Purpose

Permeability provides insight to blood brain barrier (BBB) dysfunction, which is associated with aging and diseases. However measuring BBB permeability is challenging even when using intravascular exogenous contrast agents, such as Ferumoxytol¹. Recent work has proposed a combination of principles from intravoxel incoherent motion (IVIM) with multi-delay arterial spin labeling (MD-ASL) to extract BBB water permeability without the need for exogenous contrast (BBB-ASL)². This revolves around (1) being able to separate intra and extra vascular signals using diffusion and flow differences, and (2) observing the passage of tagged intravascular water to the extravascular compartment. With the combination of IVIM and MD-ASL, the number of images required to obtain accurate fitting is generally high due to the product of the number of b-values and delays required.

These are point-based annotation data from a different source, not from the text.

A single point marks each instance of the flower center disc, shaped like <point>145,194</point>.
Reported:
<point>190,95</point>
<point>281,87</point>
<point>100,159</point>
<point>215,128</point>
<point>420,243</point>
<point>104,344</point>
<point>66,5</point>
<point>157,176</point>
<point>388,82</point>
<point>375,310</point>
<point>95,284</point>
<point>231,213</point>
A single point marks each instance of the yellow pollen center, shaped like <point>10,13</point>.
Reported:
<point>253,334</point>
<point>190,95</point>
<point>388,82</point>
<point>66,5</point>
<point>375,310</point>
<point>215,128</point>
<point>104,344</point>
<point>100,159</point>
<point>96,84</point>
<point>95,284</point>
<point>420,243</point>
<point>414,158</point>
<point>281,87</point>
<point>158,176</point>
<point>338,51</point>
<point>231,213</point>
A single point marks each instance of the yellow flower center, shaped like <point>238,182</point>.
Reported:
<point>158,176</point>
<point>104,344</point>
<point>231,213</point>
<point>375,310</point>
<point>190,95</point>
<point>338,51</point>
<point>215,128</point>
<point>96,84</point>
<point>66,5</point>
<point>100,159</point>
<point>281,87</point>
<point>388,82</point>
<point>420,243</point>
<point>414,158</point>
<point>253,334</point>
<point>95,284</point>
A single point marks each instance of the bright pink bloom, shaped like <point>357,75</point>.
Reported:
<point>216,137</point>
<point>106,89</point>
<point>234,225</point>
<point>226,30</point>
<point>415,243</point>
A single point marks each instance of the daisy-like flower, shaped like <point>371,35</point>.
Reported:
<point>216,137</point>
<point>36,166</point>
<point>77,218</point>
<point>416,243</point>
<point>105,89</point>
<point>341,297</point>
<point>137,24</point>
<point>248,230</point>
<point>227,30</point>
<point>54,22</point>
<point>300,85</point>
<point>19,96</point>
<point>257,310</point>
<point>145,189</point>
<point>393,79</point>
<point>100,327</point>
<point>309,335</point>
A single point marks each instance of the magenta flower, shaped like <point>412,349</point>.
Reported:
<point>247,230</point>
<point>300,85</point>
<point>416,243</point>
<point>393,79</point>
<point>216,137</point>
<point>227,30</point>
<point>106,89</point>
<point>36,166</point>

Previous studies have demonstrated promising results with diffusion prepared MD-ASL using single-shot 2D echo-planar imaging (EPI) with limited spatial coverage and resolution to overcome scan time limitations. A recent study also proposed to measure BBB permeability with 3D gradient and spin echo readout and regularized fitting³. However, with the need for multiple phases, the total acquisition time is relatively long and the model assumptions may not hold true in cases of disease. Spiral trajectories offer higher sampling efficiency and beneficial flow and motion properties compared to EPI based trajectories. This study aimed to perform diffusion prepared ASL with 3D single-shot, fast spin echo (FSE) and stack-of-spirals readout harnessing a combination of accelerated acquisition and reconstruction strategies.

Methods

Single-shot spiral diffusion preparation MD-ASL: Figure 1 shows an overview of the proposed imaging sequence with pseudo-continuous arterial spin labeling (pCASL), interleaved background suppression⁴, and 3D single-shot fast spin echo (FSE) stack of spirals readout. Images are sampled at unique b-values and delays for multiple repetitions. To reduce blurring, allow for acceleration, and center the spin echo⁵, a variable density single-shot spiral in-out trajectory is used. Fat saturation and adiabatic diffusion preparations are applied immediately before the imaging readout.
Image acquisition in healthy volunteers: Seven healthy volunteers were imaged in this IRB approval study at 3T (GE Signa Premier, GE Healthcare, Waukesha, WI) with a 48-channel head coil. Diffusion-prepared MD-ASL was acquired with three post-labeling delays (0.9, 1.8, 2.7 sec) and seven b-value encodings (0, 21, 43, 64, 86, 107, 128 s/mm²) using a 3D single-shot stack-of-spiral readout (in-plane matrix = 64 × 64; resolution=4x4x4mm, field-of-view = 260x260x192 mm; bandwidth = 125 kHz; TR = 5567 ms; TE = 37.2 ms; 40 slices; slice thickness = 4 mm; total scan time = 161s for 28 unique images). Additional multi-echo 3D gradient echo images were collected with delayed and ultrashort echo times (TE=0.1,1.2,2.4,4.8ms) to enable field and coil sensitivity mapping.
Reconstruction: Images were reconstructed offline using GPU accelerated reconstructions (SigPy, Open Source). Sensitivity maps were derived from low resolution UTE images, allowing for near complete removal of B1- phase. Field maps were generated from the phase difference between the gradient echo UTE and delayed echo time images. Image reconstruction was performed over all delay times and b-values simultaneously in an iterative model based reconstruction incorporating a local low rank constraint across all images and an expanded encoding model incorporating the field maps. Time segmentation⁶ was utilized to reduce the computational burden of the encoding model.

Results

Images were successfully acquired in all volunteers with consistent image quality, as expected in a healthy subject pool. Figure 2 shows example images for a single slice, while Figure 3 shows the 3D volumetric nature of the data. Despite each image requiring only 11s of acquisition, high image quality is observed. Initial results using the data for intravascular volume fraction mapping is shown in Figure 4. Interestingly, only mono-exponential signal decay is observed (as fit), suggesting pulse sequence dependencies, such as M1, on the IVIM modeling.

Discussion and Conclusions

Our results suggest that 3D single-shot ASL is feasible, producing images of comparable quality to that of multi-shot, multiple average scan. Single-shot 3D encoding enables new acquisition strategies that are not currently possible. This includes the potential for the proposed multi-b value, multi-delay sequence but also dynamic acquisitions for imaging functional neuroactivation and response physiologic challenges. While not proven, the multi-shot acquisition should also be more robust to motion allowing for rejection of corrupt volumes and motion correction. Work is ongoing to evaluate this technique in diseased patient pool and to develop strategies for optimal quantification for BBB permeability.

Acknowledgements

The authors wish to acknowledge support from GE Healthcare, and a Research and Development Grant from the Departments of Radiology and Medical Physics, University of Wisconsin.